Building Multi-Agent Systems that Support Behavioral Specialists Working with People with Intellectual and Developmental Disabilities
Written by Yuanchen (Sophie) Bai
Behavioral intervention specialists (BISs) play a vital role in supporting individuals with intellectual and developmental disabilities (I/DD), often through highly detail-oriented work. As behavioral data grows more complex, spanning longer timeframes and more individualized cases, the work becomes harder to manage. My project investigates how artificial intelligence (AI) can support BISs by reducing manual workloads, increasing operational efficiency, and improving knowledge bases to lead to better care.
A Careful Entry into High-Stakes Work
I joined YAI as a Siegel PiTech PhD Impact Fellow in late May, entering into work where data privacy and sensitivity are of the utmost importance. Behavioral data about people with IDD is deeply personal and highly contextual. Any system working with this information needs to be designed with caution, care, and a clear understanding of the needs and ethical boundaries.

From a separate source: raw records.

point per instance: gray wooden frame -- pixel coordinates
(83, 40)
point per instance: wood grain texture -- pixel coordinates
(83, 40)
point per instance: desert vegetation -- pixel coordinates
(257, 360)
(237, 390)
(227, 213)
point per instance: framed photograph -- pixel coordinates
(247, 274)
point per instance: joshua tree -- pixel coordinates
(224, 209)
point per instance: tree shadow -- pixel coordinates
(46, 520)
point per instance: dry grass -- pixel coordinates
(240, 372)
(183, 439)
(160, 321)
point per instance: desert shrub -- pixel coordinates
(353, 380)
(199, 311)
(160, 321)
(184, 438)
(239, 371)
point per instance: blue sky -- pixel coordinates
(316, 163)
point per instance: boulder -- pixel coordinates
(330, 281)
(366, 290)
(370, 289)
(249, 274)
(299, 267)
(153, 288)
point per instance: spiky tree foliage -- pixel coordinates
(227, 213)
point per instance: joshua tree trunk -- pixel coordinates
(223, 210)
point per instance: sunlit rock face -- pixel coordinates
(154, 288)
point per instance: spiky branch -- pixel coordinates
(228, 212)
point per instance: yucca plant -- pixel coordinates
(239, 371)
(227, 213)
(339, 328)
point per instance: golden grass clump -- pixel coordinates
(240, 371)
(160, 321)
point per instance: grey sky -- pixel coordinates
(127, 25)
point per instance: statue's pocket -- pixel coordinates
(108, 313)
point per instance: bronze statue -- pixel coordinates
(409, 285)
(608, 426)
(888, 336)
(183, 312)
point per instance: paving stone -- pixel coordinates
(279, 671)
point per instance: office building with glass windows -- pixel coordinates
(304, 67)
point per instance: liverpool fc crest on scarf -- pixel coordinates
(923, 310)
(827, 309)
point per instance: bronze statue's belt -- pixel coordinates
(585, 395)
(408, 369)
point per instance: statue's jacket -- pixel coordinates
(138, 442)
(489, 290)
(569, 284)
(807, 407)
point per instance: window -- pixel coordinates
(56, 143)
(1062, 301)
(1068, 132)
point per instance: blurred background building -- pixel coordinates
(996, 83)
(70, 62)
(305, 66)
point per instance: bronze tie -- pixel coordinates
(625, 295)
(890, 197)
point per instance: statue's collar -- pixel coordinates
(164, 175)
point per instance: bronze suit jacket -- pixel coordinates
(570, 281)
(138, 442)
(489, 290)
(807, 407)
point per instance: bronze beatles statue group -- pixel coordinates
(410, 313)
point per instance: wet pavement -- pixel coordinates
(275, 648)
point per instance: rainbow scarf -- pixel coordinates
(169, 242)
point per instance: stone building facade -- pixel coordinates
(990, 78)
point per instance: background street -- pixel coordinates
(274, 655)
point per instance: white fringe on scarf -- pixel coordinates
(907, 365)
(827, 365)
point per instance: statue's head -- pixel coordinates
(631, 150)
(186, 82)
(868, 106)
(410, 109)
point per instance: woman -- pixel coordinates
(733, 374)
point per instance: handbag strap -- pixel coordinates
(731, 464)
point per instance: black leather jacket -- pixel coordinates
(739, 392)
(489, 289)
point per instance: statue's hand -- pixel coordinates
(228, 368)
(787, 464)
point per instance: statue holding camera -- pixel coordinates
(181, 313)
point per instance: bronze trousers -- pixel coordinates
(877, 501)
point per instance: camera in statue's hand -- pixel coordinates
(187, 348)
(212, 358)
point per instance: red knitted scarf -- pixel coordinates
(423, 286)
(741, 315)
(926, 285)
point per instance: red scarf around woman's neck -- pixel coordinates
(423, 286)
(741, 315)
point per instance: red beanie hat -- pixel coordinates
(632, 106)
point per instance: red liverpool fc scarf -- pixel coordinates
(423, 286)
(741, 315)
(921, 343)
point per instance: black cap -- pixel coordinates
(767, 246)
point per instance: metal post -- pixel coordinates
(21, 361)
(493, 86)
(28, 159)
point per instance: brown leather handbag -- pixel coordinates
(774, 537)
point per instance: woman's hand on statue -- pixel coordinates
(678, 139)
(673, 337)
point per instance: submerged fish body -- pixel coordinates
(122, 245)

Through YAI’s onboarding and my early field engagement, I was able to take time to understand the realities of this work, and learn from BISs, engaging them in conversations about trust, ethics, and their lived experiences. This grounding was essential: it shaped not only the direction of the project but my understanding of what it means to “help” in a space where every individual’s needs are unique.
Collaboratively Building AI Support with Behavioral Experts
When I began this project, I conducted a thorough literature review of prior work on behavioral data analysis in I/DD contexts and found very little prior academic research. Most existing solutions were commercial products with limited transparency and accessibility. This gap made me realize that meaningful progress would require a firsthand understanding of practitioners’ real-world workflows and challenges.
During early field visits, I observed how demanding this work is. BISs manage complex data streams for each person they support (e.g., daily narrative logs, monthly progress summaries, and long-term reports). Every case is different. They track behavioral patterns over months, coordinate with clinicians, and write detailed documentation that justifies every intervention decision.
To address this challenge, I built my first prototype: a multi-agent AI system where different “agents” handle specific types of behavioral data (e.g., daily frequency data, narrative logs) and then analyze and discuss them collaboratively. The system also helps with administrative writing and generates traceable, evidence-based summaries.
By the time I’m writing this, I have already completed a new round of interviews using the prototype as a discussion tool. My conversations revealed something very important: in the I/DD field, data alone never drives decisions. When specialists evaluate an intervention plan, they don’t just look at the numbers. They question data accuracy, seek out missing contexts, and draw on their personal knowledge of each individual. The data is a starting point, and the real insight comes from how people reason around it.
This realization inspired me. The tool I’m refining now is not just for data analysis, but it’s for supporting the reflective, contextual process that experts do with the data. It helps BISs think with data, verifying, interpreting, and connecting it to lived experiences, so they can design better, more informed intervention plans.
Challenges That Will Define the Path Forward
One of the biggest challenges in developing tools for the IDD community is privacy. Unlike other fields where data can be openly shared and studied, behavioral and clinical data here are highly sensitive and rarely accessible. As a result, the real challenges the community faces can remain invisible to researchers and technologists who might otherwise help address them.
This realization made me see the importance of finding safe and ethical ways to make problems visible. When testing my prototype, I couldn’t use real behavioral cases, so I created synthetic data that mirrored the structure and patterns of real individual data. Experts reviewed these examples and confirmed they felt realistic and meaningful for exploration.
The process taught me that innovation in sensitive domains must balance protection and participation—safeguarding individuals’ data while enabling collective understanding. To me, this work is about helping the IDD community become more visible and supported, so that more people can see and contribute to solving challenges that have too often stayed unseen.
Looking Ahead: Building with Care and Intention
Yuanchen (Sophie) Bai
Ph.D. Student, Information Science, Cornell University
Understanding the needs of behavioral experts and the realities of the individuals they support takes time, trust, and close collaboration. Each interview, prototype, and conversation brings us closer to this goal. That’s why I’m continuing this work into fall 2025, as a PiTech Rubinstein Innovation Fellow. I will further explore collaborations with YAI’s technical teams to integrate these tools into existing systems. I additionally hope to share insights with the broader HCI and AI communities to spark dialogue and reflection.
While building responsible AI systems for behavioral support is undoubtedly complex and context-dependent, I believe surfacing the needs, pain points, and lived realities of BISs and the people they serve is a critical first step toward collective understanding and solution-building. I’m proud to be part of this pioneering work.